Show that the area of the parallelogram whose diagonals are given by $\vec{a}$ and $\vec{b}$ is $\frac{|\vec{a} \times \vec{b}|}{2}$. Also,find the area of the parallelogram whose diagonals are $2 \hat{i}-\hat{j}+\hat{k}$ and $\hat{i}+3 \hat{j}-\hat{k}$.

(N/A) Let $ABCD$ be a parallelogram such that $\overrightarrow{AB} = \vec{p}$ and $\overrightarrow{AD} = \vec{q}$. Then $\overrightarrow{BC} = \vec{q}$.

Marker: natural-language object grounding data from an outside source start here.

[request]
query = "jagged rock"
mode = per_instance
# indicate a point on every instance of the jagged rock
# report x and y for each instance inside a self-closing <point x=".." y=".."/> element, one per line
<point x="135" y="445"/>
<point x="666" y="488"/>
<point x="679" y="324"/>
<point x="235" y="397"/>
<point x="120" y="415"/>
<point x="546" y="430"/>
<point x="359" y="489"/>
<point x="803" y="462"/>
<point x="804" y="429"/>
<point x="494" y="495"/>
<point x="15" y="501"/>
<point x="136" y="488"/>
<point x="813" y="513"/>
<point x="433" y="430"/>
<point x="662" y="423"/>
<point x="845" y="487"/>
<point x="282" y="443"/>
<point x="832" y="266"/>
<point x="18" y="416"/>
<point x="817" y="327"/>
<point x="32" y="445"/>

By the triangle law of vector addition,we have:
$\overrightarrow{AC} = \overrightarrow{AB} + \overrightarrow{BC} = \vec{p} + \vec{q} = \vec{a} \quad \dots(i)$
$\overrightarrow{BD} = \overrightarrow{AD} - \overrightarrow{AB} = \vec{q} - \vec{p} = \vec{b} \quad \dots(ii)$
Adding $(i)$ and $(ii)$,we get $\vec{a} + \vec{b} = 2\vec{q} \Rightarrow \vec{q} = \frac{1}{2}(\vec{a} + \vec{b})$.

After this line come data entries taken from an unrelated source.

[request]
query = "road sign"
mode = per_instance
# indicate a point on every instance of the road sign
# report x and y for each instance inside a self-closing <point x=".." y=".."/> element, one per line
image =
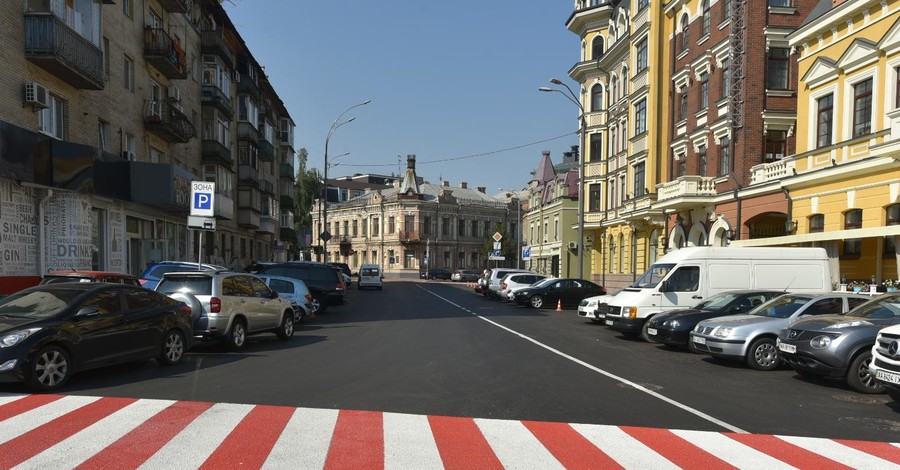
<point x="203" y="195"/>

Subtracting $(ii)$ from $(i)$,we get $\vec{a} - \vec{b} = 2\vec{p} \Rightarrow \vec{p} = \frac{1}{2}(\vec{a} - \vec{b})$.
The area of the parallelogram is given by $|\vec{p} \times \vec{q}|$.
$|\vec{p} \times \vec{q}| = |\frac{1}{2}(\vec{a} - \vec{b}) \times \frac{1}{2}(\vec{a} + \vec{b})| = \frac{1}{4} |\vec{a} \times \vec{a} + \vec{a} \times \vec{b} - \vec{b} \times \vec{a} - \vec{b} \times \vec{b}|$.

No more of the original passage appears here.